Friday, 6 June 2008

Tender at the Bone

I just finished reading Tender at the Bone, Growing Up at the Table. It is a light but emotional book based on the youth of Ruth Reichl, now Editor-in-Chief of Gourmet Magazine. The book is from 1998 and was a New York Times bestseller at the time. I had to order it as a second hand book from Amazon's associates as it is not current at the moment, but for $3.95, I didn't mind paying the shipping.
I thought the book was lovely, and I appreciated how candid Ms. Reichl is about any changes she might have made to the events, "for the sake of the story".

She chronicles growing up with a mother who was trapped by her generation and her own mood swings, the influences in her life, and her search for self and love in the changing times. As well Ms. Reichl maps out her introduction and education as a foodie and peppers the text with recipes.

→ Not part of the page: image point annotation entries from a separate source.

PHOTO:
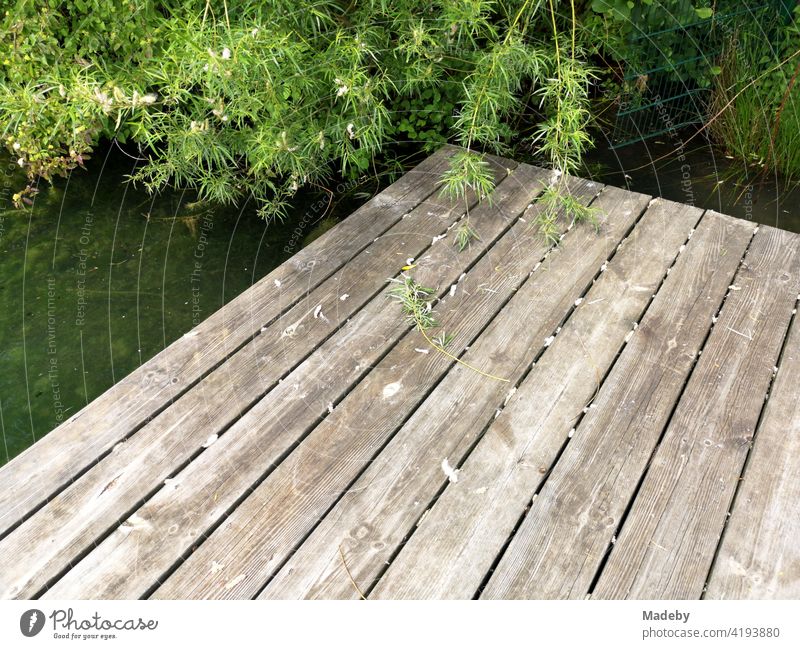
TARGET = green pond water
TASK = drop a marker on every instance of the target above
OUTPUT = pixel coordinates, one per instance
(97, 277)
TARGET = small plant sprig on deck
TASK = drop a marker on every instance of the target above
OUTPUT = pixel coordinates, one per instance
(416, 302)
(468, 172)
(557, 199)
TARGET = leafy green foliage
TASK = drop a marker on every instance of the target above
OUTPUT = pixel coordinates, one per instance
(756, 117)
(415, 301)
(239, 99)
(465, 235)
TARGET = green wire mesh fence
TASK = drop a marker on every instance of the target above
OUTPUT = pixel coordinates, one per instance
(669, 72)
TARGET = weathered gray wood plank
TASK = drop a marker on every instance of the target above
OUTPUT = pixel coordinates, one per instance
(562, 539)
(760, 554)
(668, 541)
(288, 504)
(450, 553)
(53, 462)
(226, 470)
(382, 507)
(75, 518)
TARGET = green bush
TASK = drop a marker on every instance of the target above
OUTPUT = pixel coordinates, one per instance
(239, 99)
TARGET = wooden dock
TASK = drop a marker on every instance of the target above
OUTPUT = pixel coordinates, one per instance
(639, 436)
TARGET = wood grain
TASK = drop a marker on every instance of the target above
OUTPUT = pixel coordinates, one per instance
(41, 471)
(228, 468)
(560, 543)
(668, 541)
(288, 504)
(75, 518)
(457, 542)
(760, 555)
(382, 507)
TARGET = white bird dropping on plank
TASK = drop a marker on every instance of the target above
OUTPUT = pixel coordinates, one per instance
(391, 389)
(450, 472)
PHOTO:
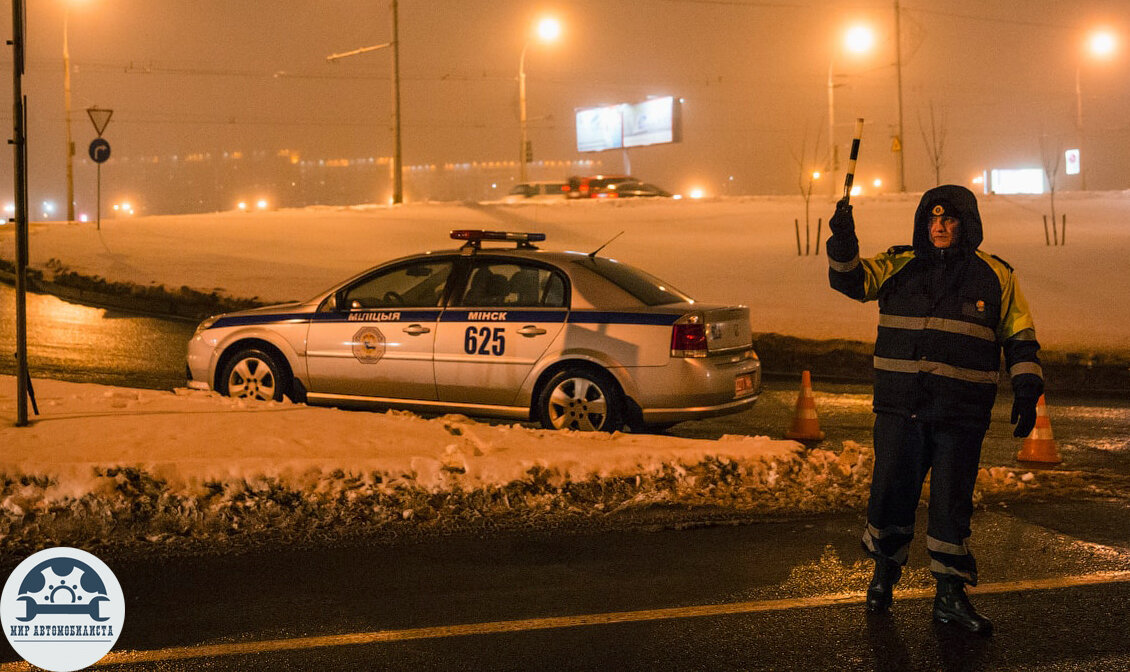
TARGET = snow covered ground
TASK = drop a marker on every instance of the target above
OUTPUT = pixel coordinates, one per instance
(115, 465)
(740, 250)
(120, 465)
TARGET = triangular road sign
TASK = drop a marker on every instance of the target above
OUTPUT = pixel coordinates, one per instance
(100, 118)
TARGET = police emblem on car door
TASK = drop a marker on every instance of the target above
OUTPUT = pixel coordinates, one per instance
(374, 338)
(496, 330)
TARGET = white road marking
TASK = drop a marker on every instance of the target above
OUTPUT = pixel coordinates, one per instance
(566, 621)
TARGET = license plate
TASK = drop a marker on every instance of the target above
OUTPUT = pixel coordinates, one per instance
(742, 384)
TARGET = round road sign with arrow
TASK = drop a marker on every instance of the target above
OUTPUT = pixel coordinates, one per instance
(100, 150)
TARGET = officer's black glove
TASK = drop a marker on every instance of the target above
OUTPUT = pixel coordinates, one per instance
(1024, 415)
(842, 223)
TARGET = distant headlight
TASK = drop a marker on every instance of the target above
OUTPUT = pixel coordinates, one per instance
(203, 325)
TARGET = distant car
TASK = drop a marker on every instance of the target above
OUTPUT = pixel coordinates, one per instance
(567, 339)
(611, 186)
(596, 186)
(537, 191)
(627, 190)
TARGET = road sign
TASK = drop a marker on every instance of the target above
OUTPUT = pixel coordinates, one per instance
(100, 150)
(1072, 162)
(100, 119)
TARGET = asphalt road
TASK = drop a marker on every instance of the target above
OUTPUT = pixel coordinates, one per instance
(782, 594)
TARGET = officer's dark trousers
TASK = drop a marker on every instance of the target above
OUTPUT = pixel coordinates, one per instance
(905, 450)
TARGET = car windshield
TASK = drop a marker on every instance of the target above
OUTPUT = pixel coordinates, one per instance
(645, 287)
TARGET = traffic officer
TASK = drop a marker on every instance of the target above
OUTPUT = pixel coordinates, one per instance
(946, 312)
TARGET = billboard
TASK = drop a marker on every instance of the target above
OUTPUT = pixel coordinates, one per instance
(1072, 162)
(599, 129)
(1017, 181)
(654, 121)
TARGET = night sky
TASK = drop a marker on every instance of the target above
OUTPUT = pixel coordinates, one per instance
(209, 76)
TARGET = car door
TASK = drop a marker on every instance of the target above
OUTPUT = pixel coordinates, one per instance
(375, 337)
(497, 328)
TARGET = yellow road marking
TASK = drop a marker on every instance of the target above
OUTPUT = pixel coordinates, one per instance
(566, 621)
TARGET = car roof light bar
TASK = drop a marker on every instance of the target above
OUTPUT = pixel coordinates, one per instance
(475, 237)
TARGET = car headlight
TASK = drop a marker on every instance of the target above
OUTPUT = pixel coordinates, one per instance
(205, 325)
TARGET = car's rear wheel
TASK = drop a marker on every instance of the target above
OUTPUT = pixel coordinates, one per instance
(254, 374)
(580, 399)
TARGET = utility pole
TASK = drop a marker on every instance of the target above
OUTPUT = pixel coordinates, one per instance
(70, 142)
(898, 76)
(19, 148)
(398, 188)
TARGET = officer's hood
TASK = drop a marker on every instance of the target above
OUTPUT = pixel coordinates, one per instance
(950, 200)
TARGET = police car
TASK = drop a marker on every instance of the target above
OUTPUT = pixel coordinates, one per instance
(567, 339)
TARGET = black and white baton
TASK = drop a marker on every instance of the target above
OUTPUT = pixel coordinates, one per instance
(851, 160)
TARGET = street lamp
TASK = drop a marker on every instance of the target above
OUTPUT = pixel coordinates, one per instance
(70, 142)
(1101, 44)
(397, 168)
(548, 29)
(857, 40)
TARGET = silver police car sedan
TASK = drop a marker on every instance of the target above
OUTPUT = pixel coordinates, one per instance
(567, 339)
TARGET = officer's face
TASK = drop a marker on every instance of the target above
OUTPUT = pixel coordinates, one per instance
(944, 230)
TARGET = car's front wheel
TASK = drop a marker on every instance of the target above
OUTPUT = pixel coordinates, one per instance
(580, 399)
(253, 374)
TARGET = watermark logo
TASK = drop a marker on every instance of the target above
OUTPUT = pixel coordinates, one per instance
(62, 609)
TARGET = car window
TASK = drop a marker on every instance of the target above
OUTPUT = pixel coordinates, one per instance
(645, 287)
(513, 285)
(417, 285)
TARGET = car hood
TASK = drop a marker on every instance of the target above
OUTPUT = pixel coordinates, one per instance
(276, 308)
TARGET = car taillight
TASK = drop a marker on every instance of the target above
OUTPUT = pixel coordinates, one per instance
(688, 340)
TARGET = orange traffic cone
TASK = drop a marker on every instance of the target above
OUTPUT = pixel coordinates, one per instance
(805, 424)
(1040, 445)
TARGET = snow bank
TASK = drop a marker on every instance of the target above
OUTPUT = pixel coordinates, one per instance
(119, 465)
(739, 251)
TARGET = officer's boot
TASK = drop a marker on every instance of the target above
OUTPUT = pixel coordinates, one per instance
(878, 594)
(952, 605)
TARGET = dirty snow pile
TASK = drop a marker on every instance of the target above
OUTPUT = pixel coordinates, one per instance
(120, 465)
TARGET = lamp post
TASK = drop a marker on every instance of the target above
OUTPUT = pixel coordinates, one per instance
(70, 144)
(1101, 44)
(857, 40)
(548, 29)
(398, 190)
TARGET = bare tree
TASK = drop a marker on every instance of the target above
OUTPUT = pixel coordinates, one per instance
(1051, 154)
(806, 177)
(935, 141)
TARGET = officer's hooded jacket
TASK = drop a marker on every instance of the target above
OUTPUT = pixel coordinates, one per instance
(945, 315)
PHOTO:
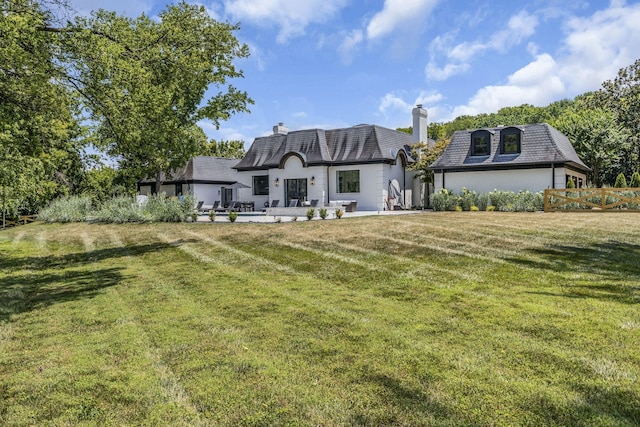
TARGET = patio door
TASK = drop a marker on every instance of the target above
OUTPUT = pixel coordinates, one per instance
(226, 196)
(295, 189)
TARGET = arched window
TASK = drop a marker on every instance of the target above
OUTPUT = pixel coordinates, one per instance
(510, 139)
(481, 143)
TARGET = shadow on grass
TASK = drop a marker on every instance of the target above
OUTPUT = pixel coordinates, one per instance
(613, 265)
(410, 400)
(598, 405)
(39, 281)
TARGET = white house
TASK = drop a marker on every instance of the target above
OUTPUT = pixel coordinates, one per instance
(208, 178)
(365, 163)
(528, 157)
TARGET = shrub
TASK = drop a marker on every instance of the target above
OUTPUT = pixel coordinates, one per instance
(444, 200)
(467, 199)
(66, 209)
(160, 208)
(310, 213)
(121, 209)
(621, 181)
(505, 201)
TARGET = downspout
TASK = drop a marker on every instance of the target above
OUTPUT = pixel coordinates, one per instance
(328, 186)
(404, 185)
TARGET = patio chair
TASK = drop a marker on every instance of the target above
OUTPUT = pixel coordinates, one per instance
(218, 207)
(205, 208)
(351, 207)
(274, 204)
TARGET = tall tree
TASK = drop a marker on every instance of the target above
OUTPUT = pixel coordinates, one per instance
(143, 82)
(39, 146)
(622, 95)
(228, 149)
(598, 140)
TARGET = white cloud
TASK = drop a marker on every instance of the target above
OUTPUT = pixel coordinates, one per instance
(397, 112)
(291, 16)
(519, 27)
(131, 8)
(598, 46)
(538, 83)
(594, 49)
(396, 14)
(433, 72)
(349, 44)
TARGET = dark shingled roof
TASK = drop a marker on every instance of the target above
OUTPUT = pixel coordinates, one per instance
(540, 144)
(358, 144)
(203, 169)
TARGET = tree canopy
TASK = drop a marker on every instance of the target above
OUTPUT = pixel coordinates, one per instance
(144, 82)
(140, 86)
(228, 149)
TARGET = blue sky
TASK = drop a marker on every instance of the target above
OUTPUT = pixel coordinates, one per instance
(339, 63)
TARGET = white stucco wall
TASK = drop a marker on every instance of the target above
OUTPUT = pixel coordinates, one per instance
(374, 179)
(507, 180)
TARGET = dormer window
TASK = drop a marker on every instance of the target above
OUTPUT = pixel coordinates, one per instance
(510, 139)
(481, 143)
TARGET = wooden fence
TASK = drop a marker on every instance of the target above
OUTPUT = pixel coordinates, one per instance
(23, 219)
(592, 200)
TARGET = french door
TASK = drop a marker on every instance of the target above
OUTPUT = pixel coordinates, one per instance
(295, 189)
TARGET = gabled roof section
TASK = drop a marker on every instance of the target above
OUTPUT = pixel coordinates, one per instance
(205, 169)
(540, 144)
(367, 144)
(310, 145)
(358, 144)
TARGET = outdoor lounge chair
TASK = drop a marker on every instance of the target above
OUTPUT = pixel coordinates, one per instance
(274, 204)
(351, 207)
(234, 206)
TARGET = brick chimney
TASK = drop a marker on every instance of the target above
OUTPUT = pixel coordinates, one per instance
(419, 124)
(280, 129)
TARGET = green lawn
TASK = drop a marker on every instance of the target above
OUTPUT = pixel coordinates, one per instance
(435, 319)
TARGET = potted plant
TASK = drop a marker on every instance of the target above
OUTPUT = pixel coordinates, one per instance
(310, 213)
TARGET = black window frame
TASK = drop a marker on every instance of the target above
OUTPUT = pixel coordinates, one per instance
(260, 188)
(508, 132)
(477, 135)
(343, 185)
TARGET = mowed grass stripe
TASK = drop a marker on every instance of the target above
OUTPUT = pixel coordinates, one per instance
(543, 338)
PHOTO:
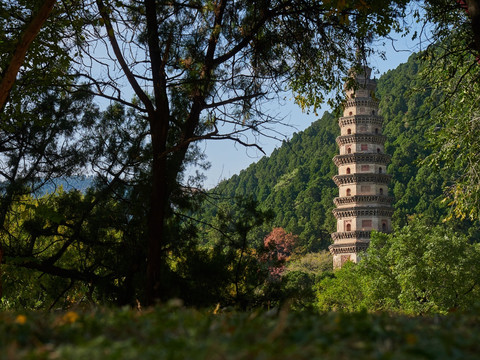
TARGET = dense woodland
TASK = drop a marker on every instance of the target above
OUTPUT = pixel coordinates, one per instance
(123, 91)
(295, 182)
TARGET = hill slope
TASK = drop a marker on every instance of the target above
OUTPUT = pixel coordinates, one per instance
(295, 181)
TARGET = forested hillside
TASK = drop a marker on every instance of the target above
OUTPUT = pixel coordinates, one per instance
(296, 180)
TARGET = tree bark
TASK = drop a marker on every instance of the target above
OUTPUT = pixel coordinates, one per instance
(1, 283)
(474, 13)
(21, 49)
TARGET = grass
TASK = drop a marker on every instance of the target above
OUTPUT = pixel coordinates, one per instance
(174, 332)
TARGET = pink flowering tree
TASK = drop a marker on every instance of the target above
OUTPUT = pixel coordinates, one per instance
(279, 245)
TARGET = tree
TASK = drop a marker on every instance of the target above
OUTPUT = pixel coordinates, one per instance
(199, 67)
(279, 245)
(420, 269)
(24, 42)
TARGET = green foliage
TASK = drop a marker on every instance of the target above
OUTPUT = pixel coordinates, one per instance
(295, 181)
(420, 269)
(173, 332)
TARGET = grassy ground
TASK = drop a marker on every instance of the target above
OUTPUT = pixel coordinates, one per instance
(172, 332)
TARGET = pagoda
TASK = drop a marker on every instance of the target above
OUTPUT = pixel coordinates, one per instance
(363, 203)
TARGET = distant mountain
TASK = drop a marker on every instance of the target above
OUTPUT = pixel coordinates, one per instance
(295, 181)
(81, 183)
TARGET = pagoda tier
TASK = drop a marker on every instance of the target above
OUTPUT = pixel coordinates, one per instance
(363, 204)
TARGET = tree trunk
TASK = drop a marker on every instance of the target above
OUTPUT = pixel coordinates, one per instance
(156, 221)
(23, 45)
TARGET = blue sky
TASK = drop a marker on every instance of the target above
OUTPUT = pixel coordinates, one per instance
(228, 158)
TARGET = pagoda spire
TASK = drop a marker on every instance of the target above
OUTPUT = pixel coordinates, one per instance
(363, 203)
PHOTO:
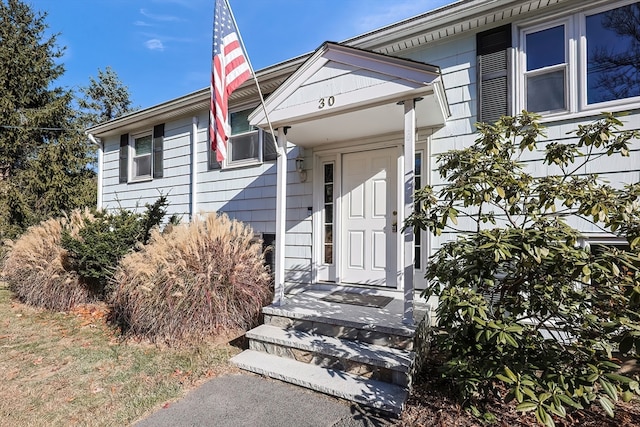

I look forward to the next two books in her personal series, Comfort Me With Apples: More Adventures at the Table (2001) and Garlic and Sapphires: The Secret Life of a Critic in Disguise (2005).

I first became acquainted with Ruth Reichl when I caught a scene from the 1980 documentary, Garlic is as Good as Ten Mothers. First of all, this is the best title for anything, ever. All I can remember is this lovely hippie-ish type woman with wild long hair interviewing a man who gave everything up to dedicate himself to making sausages. I don't know if my memory is correct, it was over 25 years ago, but that is how I remembered it.

I had an instant like for her, as if I already knew her. Kind of like when I first saw Leonard Cohen - but that's another story. There are some people who get your attention and feel like old friends and Ruth Reichl is like that for me. If you haven't read this book, I highly recommend it.